With list comprehensions, we can directly create a list. However, due to memory constraints, the list capacity is definitely limited. Moreover, creating a list with 1 million elements not only takes up a lot of storage space, but if we only need to access the first few elements, then most of the space occupied by the latter elements is wasted.
So, if the list elements can be calculated according to a certain algorithm, can we continue to calculate the subsequent elements in the process of looping? This saves a lot of space by not having to create a complete list. In Python, this mechanism of computing while looping is called a generator: generator.
To create a generator, there are many ways. The first method is very simple, as long as a list comprehension [] is changed to (), a generator is created:

>>> L = [x * x for x in range(10)]
>>> L
[0, 1, 4, 9, 16, 25, 36, 49, 64, 81]
>>> g = (x * x for x in range(10))
>>> g
<generator object <genexpr> at 0x1022ef630>

The difference between creating L and g is only the outermost [] and (), L is a list, and g is a generator.

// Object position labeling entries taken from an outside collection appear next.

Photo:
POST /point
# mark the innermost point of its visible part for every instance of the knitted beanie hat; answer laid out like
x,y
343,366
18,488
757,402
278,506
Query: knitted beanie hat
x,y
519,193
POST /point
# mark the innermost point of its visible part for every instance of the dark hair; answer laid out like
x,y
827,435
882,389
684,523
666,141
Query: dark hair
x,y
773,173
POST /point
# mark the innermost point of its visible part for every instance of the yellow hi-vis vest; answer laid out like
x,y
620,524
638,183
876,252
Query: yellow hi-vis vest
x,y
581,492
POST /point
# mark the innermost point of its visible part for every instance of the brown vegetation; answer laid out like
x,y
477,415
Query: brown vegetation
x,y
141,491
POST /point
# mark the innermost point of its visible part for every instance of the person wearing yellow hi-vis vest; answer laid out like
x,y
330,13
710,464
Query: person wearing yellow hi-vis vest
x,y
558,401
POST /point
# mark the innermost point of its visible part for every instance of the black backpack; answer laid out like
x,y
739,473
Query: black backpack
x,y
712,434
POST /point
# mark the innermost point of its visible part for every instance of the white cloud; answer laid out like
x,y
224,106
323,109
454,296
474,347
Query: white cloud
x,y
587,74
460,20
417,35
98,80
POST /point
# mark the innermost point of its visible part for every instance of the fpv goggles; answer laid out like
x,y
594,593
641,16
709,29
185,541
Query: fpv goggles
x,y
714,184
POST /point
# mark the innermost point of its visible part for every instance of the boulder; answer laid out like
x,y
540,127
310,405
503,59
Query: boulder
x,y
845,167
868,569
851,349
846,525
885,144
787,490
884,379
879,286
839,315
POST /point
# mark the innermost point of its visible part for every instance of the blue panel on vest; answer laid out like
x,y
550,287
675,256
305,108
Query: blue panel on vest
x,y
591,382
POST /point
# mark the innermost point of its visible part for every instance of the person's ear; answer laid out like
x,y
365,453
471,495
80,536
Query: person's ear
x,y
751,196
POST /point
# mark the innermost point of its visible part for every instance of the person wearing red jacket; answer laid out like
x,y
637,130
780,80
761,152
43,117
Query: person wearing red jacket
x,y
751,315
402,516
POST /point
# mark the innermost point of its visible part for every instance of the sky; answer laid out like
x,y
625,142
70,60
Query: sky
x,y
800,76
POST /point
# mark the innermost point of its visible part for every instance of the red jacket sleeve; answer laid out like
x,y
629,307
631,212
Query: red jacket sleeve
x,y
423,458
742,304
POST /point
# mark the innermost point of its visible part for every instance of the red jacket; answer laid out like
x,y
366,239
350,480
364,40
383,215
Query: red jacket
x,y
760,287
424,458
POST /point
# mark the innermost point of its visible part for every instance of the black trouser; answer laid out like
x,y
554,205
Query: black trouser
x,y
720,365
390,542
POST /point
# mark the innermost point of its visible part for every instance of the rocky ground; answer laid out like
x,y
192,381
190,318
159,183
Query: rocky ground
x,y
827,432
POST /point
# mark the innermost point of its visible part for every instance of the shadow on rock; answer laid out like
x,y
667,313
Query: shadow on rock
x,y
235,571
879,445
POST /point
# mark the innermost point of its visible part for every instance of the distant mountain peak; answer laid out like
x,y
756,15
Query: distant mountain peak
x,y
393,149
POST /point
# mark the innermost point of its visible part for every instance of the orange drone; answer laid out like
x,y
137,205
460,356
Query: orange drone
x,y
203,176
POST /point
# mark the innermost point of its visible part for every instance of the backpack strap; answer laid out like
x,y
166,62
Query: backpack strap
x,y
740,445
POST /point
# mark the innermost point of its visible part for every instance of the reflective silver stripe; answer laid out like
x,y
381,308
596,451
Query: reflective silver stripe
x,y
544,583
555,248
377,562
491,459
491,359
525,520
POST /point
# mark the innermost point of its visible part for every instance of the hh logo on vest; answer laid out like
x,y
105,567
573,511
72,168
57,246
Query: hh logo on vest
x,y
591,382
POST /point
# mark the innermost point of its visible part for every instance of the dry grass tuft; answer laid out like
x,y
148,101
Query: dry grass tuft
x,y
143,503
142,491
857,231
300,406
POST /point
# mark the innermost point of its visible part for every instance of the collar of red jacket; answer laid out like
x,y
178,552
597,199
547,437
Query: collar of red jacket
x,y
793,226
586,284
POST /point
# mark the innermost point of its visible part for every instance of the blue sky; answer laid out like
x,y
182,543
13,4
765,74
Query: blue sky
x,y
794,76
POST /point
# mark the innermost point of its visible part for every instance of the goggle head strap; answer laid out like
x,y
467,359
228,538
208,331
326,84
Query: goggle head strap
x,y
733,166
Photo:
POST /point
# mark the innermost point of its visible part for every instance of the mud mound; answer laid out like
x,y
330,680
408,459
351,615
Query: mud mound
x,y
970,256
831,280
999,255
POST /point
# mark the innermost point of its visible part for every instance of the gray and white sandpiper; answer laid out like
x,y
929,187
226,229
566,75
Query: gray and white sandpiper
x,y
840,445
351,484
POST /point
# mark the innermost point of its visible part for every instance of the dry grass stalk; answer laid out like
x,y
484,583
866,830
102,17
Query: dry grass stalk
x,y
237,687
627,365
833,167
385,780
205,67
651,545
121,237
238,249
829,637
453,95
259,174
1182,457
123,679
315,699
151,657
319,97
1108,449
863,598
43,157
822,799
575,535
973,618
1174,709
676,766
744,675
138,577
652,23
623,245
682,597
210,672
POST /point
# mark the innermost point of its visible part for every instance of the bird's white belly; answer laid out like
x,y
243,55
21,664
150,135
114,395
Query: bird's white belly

We can print out each element of the list directly, but how do we print out each element of the generator?

If you want to print them out one by one, you can get the next return value of the generator through the next() function:

>>> next(g)
0
>>> next(g)
1
>>> next(g)
4
>>> next(g)
9
>>> next(g)
16
>>> next(g)
25
>>> next(g)
36
>>> next(g)
49
>>> next(g)
64
>>> next(g)
81
>>> next(g)
Traceback (most recent call last):
  File "<stdin>", line 1, in <module>
StopIteration

The generator saves the algorithm. Each time next(g) is called, the value of the next element of g is calculated until the last element is calculated. When there are no more elements, a StopIteration error is thrown.
Of course, the above kind of constantly calling next(g) is too perverted. The correct way is to use a for loop, because the generator is also an iterable object:

>>> g = (x * x for x in range(10))
>>> for n in g:
...     print(n)
... 
0
1
4
9
16
25
36
49
64
81

So, after we create a generator, we basically never call next(), but iterate it through a for loop, and don't need to care about StopIteration errors.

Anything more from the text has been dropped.